I was getting constant popup errors in Continue (VS Code extension) when using my Qwen3.6:27b model: “Error parsing Ollama response: expected element type <function> but have <parameter>”. Turns out it was a tool-calling template mismatch between Ollama and Continue, fixed by updating Ollama from 0.20.5 to 0.23.
Why I Updated Ollama (and How)
I run Ollama on my Mac Studio M4 Max (36GB unified memory) and access it over LAN from my CachyOS laptop running VS Code + Continue + Cline extensions. The GUI makes updates dead simple:
- Click the Ollama menu bar icon
- Choose “Restart to update”
- Done! (
ollama --versionconfirmed 0.23)
Why it mattered: Ollama 0.23 includes updated qwen3.5 renderer/parser templates that fixed my Continue parsing errors completely. Older versions had mismatched tool-calling schemas.

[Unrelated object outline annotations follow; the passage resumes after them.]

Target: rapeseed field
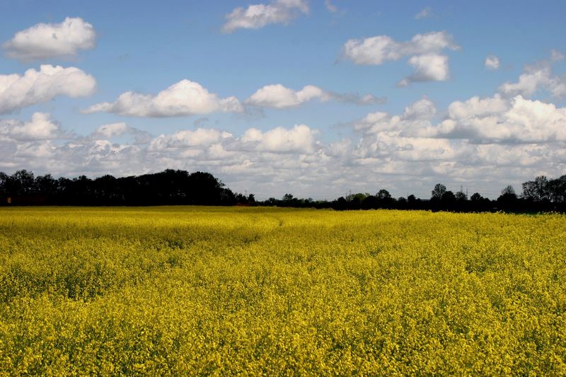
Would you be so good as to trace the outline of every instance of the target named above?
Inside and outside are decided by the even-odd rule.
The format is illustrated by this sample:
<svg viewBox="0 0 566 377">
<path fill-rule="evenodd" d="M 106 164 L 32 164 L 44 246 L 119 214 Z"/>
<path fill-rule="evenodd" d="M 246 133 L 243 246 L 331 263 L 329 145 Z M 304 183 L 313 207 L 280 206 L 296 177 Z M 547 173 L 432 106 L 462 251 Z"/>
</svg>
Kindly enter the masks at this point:
<svg viewBox="0 0 566 377">
<path fill-rule="evenodd" d="M 566 373 L 566 216 L 0 209 L 0 374 Z"/>
</svg>

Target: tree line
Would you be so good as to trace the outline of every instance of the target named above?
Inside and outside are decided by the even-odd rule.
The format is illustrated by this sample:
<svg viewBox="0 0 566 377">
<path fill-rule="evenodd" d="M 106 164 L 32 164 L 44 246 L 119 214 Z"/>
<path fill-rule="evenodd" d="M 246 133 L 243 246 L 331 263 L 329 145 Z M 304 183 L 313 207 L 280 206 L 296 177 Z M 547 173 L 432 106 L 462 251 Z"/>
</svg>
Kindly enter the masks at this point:
<svg viewBox="0 0 566 377">
<path fill-rule="evenodd" d="M 286 194 L 282 199 L 256 201 L 253 194 L 233 192 L 209 173 L 167 169 L 160 173 L 91 179 L 69 179 L 50 174 L 34 176 L 21 170 L 8 175 L 0 172 L 0 204 L 4 205 L 258 205 L 345 209 L 427 209 L 454 211 L 566 211 L 566 175 L 558 178 L 536 177 L 521 185 L 517 194 L 512 186 L 495 199 L 475 192 L 469 197 L 461 188 L 454 192 L 437 183 L 430 199 L 414 195 L 394 198 L 385 189 L 375 195 L 359 192 L 335 200 L 313 200 Z"/>
<path fill-rule="evenodd" d="M 517 195 L 512 186 L 501 190 L 495 199 L 474 192 L 469 197 L 461 188 L 454 192 L 437 183 L 431 191 L 430 199 L 420 199 L 413 195 L 407 197 L 394 198 L 388 191 L 381 189 L 375 195 L 359 192 L 340 197 L 332 201 L 315 201 L 299 199 L 286 194 L 282 199 L 270 198 L 260 205 L 333 208 L 334 209 L 425 209 L 459 212 L 505 211 L 513 212 L 566 211 L 566 175 L 548 179 L 544 175 L 536 177 L 521 185 L 522 191 Z"/>
<path fill-rule="evenodd" d="M 0 172 L 0 202 L 8 205 L 77 206 L 235 205 L 255 202 L 233 192 L 209 173 L 167 169 L 154 174 L 96 179 L 85 175 L 54 179 L 21 170 Z"/>
</svg>

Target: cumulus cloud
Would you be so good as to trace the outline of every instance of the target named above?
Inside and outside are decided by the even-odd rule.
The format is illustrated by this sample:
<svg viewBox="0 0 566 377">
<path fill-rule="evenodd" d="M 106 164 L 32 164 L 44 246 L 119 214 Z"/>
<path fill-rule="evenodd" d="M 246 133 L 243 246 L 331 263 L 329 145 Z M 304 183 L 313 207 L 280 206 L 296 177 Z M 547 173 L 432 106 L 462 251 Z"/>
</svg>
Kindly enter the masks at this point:
<svg viewBox="0 0 566 377">
<path fill-rule="evenodd" d="M 525 99 L 495 95 L 456 101 L 439 135 L 474 143 L 548 143 L 566 141 L 566 108 Z"/>
<path fill-rule="evenodd" d="M 543 120 L 550 120 L 555 126 L 563 122 L 560 117 L 564 109 L 522 101 L 473 98 L 455 103 L 446 116 L 458 121 L 507 117 L 524 125 L 517 134 L 531 132 L 529 124 L 535 124 L 533 130 L 543 127 Z M 72 140 L 18 141 L 3 132 L 0 153 L 6 157 L 0 159 L 0 170 L 10 173 L 26 166 L 36 173 L 67 176 L 128 175 L 165 168 L 201 170 L 235 190 L 247 189 L 259 198 L 291 192 L 330 199 L 349 190 L 373 192 L 382 187 L 395 195 L 427 197 L 438 182 L 449 188 L 460 185 L 470 190 L 481 188 L 482 195 L 497 197 L 509 183 L 566 168 L 563 136 L 544 131 L 546 134 L 536 139 L 548 136 L 548 142 L 503 144 L 502 139 L 493 139 L 490 144 L 475 144 L 469 134 L 466 137 L 441 134 L 442 122 L 434 122 L 438 116 L 434 103 L 425 98 L 398 115 L 369 115 L 357 136 L 328 143 L 321 139 L 329 135 L 304 124 L 250 128 L 238 135 L 221 129 L 180 130 L 153 137 L 146 144 L 104 138 L 125 132 L 127 127 L 122 124 L 100 127 L 96 138 Z M 376 125 L 379 122 L 381 126 Z M 431 129 L 423 132 L 422 129 Z"/>
<path fill-rule="evenodd" d="M 338 7 L 332 4 L 330 0 L 324 0 L 324 5 L 326 6 L 326 8 L 328 9 L 329 12 L 336 13 L 338 11 Z"/>
<path fill-rule="evenodd" d="M 260 88 L 246 100 L 246 104 L 282 109 L 299 106 L 314 99 L 321 101 L 335 100 L 357 105 L 381 103 L 385 100 L 371 94 L 360 96 L 355 93 L 337 93 L 313 85 L 307 85 L 300 91 L 294 91 L 281 84 L 275 84 Z"/>
<path fill-rule="evenodd" d="M 446 118 L 433 122 L 437 110 L 423 98 L 398 115 L 372 112 L 351 123 L 364 135 L 462 140 L 466 144 L 566 142 L 566 108 L 518 95 L 472 97 L 450 104 Z"/>
<path fill-rule="evenodd" d="M 432 8 L 430 6 L 424 8 L 421 11 L 415 15 L 415 20 L 429 18 L 430 17 L 432 17 Z"/>
<path fill-rule="evenodd" d="M 31 120 L 0 120 L 0 135 L 15 140 L 50 140 L 64 137 L 59 124 L 51 120 L 51 115 L 34 112 Z"/>
<path fill-rule="evenodd" d="M 42 65 L 39 71 L 28 69 L 0 75 L 0 114 L 52 100 L 57 95 L 84 97 L 96 87 L 94 78 L 74 66 Z"/>
<path fill-rule="evenodd" d="M 91 106 L 83 112 L 112 112 L 130 117 L 181 117 L 211 112 L 240 112 L 243 110 L 236 97 L 219 98 L 200 83 L 181 80 L 156 95 L 132 91 L 112 102 Z"/>
<path fill-rule="evenodd" d="M 93 48 L 96 42 L 92 25 L 67 17 L 61 23 L 38 23 L 19 31 L 2 47 L 8 57 L 38 60 L 73 57 L 80 50 Z"/>
<path fill-rule="evenodd" d="M 226 16 L 222 32 L 233 33 L 238 29 L 260 29 L 272 23 L 287 24 L 300 13 L 308 13 L 306 0 L 275 0 L 269 4 L 250 5 L 236 8 Z"/>
<path fill-rule="evenodd" d="M 539 90 L 545 90 L 555 97 L 564 97 L 566 95 L 566 76 L 553 74 L 553 64 L 562 59 L 562 53 L 553 50 L 549 59 L 526 66 L 517 82 L 504 83 L 499 86 L 499 91 L 506 95 L 529 97 Z"/>
<path fill-rule="evenodd" d="M 242 136 L 244 149 L 271 153 L 308 153 L 315 147 L 318 132 L 305 124 L 292 129 L 277 127 L 266 132 L 250 128 Z"/>
<path fill-rule="evenodd" d="M 485 61 L 484 62 L 484 66 L 485 68 L 490 70 L 495 70 L 499 69 L 499 58 L 496 57 L 495 55 L 487 55 L 485 57 Z"/>
<path fill-rule="evenodd" d="M 407 86 L 411 83 L 423 81 L 445 81 L 450 77 L 448 57 L 427 54 L 411 57 L 409 64 L 415 73 L 401 80 L 398 86 Z"/>
<path fill-rule="evenodd" d="M 344 45 L 342 53 L 357 64 L 379 65 L 410 57 L 408 63 L 415 73 L 398 84 L 405 86 L 412 82 L 447 80 L 448 57 L 440 52 L 444 49 L 459 48 L 450 34 L 440 31 L 417 34 L 407 42 L 398 42 L 388 35 L 350 40 Z"/>
<path fill-rule="evenodd" d="M 166 151 L 195 146 L 209 146 L 222 138 L 230 137 L 229 133 L 217 129 L 199 128 L 195 131 L 181 130 L 174 134 L 163 134 L 149 144 L 150 151 Z"/>
<path fill-rule="evenodd" d="M 125 135 L 133 136 L 136 144 L 148 143 L 152 138 L 149 132 L 130 127 L 123 122 L 103 124 L 91 134 L 90 137 L 103 140 Z"/>
<path fill-rule="evenodd" d="M 357 64 L 382 64 L 403 57 L 438 54 L 444 49 L 458 50 L 452 36 L 445 31 L 417 34 L 410 40 L 398 42 L 388 35 L 350 40 L 344 45 L 344 57 Z"/>
</svg>

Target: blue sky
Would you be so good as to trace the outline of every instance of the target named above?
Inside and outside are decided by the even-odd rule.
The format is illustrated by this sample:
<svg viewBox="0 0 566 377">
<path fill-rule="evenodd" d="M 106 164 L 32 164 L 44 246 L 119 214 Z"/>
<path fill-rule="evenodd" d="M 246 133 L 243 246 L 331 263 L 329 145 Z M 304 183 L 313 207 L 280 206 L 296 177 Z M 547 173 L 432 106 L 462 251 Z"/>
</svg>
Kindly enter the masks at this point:
<svg viewBox="0 0 566 377">
<path fill-rule="evenodd" d="M 203 170 L 262 198 L 566 173 L 563 1 L 209 3 L 0 2 L 0 170 Z M 42 64 L 79 72 L 24 80 Z"/>
</svg>

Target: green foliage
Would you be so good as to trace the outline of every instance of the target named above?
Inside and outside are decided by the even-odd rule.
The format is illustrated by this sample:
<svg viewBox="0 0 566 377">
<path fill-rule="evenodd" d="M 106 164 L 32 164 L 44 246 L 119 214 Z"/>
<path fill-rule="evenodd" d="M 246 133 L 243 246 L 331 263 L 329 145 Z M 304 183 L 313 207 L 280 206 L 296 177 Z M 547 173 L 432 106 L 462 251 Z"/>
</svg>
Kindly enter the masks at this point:
<svg viewBox="0 0 566 377">
<path fill-rule="evenodd" d="M 566 216 L 0 209 L 0 374 L 566 373 Z"/>
</svg>

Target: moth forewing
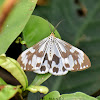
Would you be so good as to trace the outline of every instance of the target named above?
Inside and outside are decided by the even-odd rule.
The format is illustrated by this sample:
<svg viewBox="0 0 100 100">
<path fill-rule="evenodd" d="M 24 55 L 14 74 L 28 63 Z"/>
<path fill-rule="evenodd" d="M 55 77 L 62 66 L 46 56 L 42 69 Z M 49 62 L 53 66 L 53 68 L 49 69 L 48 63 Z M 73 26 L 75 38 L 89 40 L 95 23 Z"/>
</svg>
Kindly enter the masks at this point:
<svg viewBox="0 0 100 100">
<path fill-rule="evenodd" d="M 81 71 L 91 66 L 88 56 L 80 49 L 58 39 L 51 33 L 17 59 L 23 70 L 38 74 L 65 75 L 68 71 Z"/>
</svg>

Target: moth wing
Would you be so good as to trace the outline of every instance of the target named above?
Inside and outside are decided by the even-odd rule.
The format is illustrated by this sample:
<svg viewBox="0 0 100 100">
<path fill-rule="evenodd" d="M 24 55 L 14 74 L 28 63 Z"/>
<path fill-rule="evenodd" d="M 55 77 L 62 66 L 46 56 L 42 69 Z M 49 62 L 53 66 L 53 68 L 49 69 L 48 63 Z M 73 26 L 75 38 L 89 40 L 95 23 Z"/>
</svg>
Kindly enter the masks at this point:
<svg viewBox="0 0 100 100">
<path fill-rule="evenodd" d="M 22 52 L 17 61 L 23 70 L 35 71 L 41 67 L 47 49 L 47 43 L 48 37 Z"/>
<path fill-rule="evenodd" d="M 69 71 L 81 71 L 91 66 L 88 56 L 80 49 L 56 38 L 64 67 Z"/>
<path fill-rule="evenodd" d="M 53 53 L 53 57 L 52 57 L 51 61 L 48 60 L 49 73 L 51 73 L 53 75 L 58 75 L 58 76 L 65 75 L 68 72 L 68 70 L 65 69 L 65 67 L 64 67 L 62 57 L 60 55 L 59 49 L 58 49 L 55 41 L 53 43 L 51 53 Z M 47 51 L 47 55 L 49 56 L 49 49 Z"/>
</svg>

Peeking Inside: ollama show
Curiosity led me to check what was actually happening with my model:
ollama show qwen3.6:27b --modelfile
Here’s the key section (ignoring license):
FROM /Users/me/.ollama/models/blobs/sha256-83c54730a5fea8a0958598c01617c1419c431e93b33bacf980b49a420c798926
TEMPLATE {{ .Prompt }}
RENDERER qwen3.5
PARSER qwen3.5
PARAMETER top_k 20
PARAMETER top_p 0.95
PARAMETER temperature 1
What this tells me:
- No
num_ctx= uses global default (I set 32k in Ollama GUI) RENDERER qwen3.5= latest tool templates (fixed my errors)top_k 20,top_p 0.95,temperature 1= model defaults Continue was overriding
My Continue Config That Actually Works
I access Ollama via OLLAMA_HOST=0.0.0.0 ollama serve on Mac, then connect from CachyOS over LAN. Here’s my ~/.continue/config.yaml that’s optimized for my 36GB Mac Studio:
models:
- name: qwen3.6:27b
provider: ollama
model: qwen3.6:27b
apiBase: http://192.168.1.25:11434
roles: [chat, edit, apply, summarize]
capabilities: [tool_use]
contextLength: 32768 # Matches my 32k GUI setting
maxTokens: 4096
timeout: 180000
temperature: 0.2 # Override model's 1.0 (less random)
top_p: 0.9
top_k: 20 # Matches Modelfile (faster)
- name: gemma4:31b
provider: ollama
model: gemma4:31b
apiBase: http://192.168.1.25:11434
roles: [chat, edit, apply, summarize]
capabilities: [tool_use]
contextLength: 32768
maxTokens: 2048
timeout: 180000
temperature: 0.5
top_p: 0.9
top_k: 20
Why These Specific Settings
contextLength: 32768: My Ollama GUI is set to 32k global default. Requesting 65k was wasting API negotiation time.
top_k: 20: Matches Modelfile exactly. Higher values (40) slow token generation 20-30%.
temperature: 0.2: Model default of 1.0 is too random for coding. 0.2 gives me a more focused responses.
36GB Mac Studio: Handles qwen3.6:27b at 32k context using ~28-32GB total. Smooth, no swapping.
My Workflow
Mac Studio (Ollama 0.23) ←LAN→ CachyOS Laptop (VS Code + Continue + Cline)
↓
32k context, fast token generation
No more parsing popups, smooth 32k context, and Continue actually works reliably. The YouTubers show “ollama run model” demos, but for production workflows over LAN with Continue, these tweaks make all the difference.
Takeaway: Check your Modelfile, match your Continue settings, update Ollama regularly. Your 30GB+ Mac can do way more than the defaults suggest.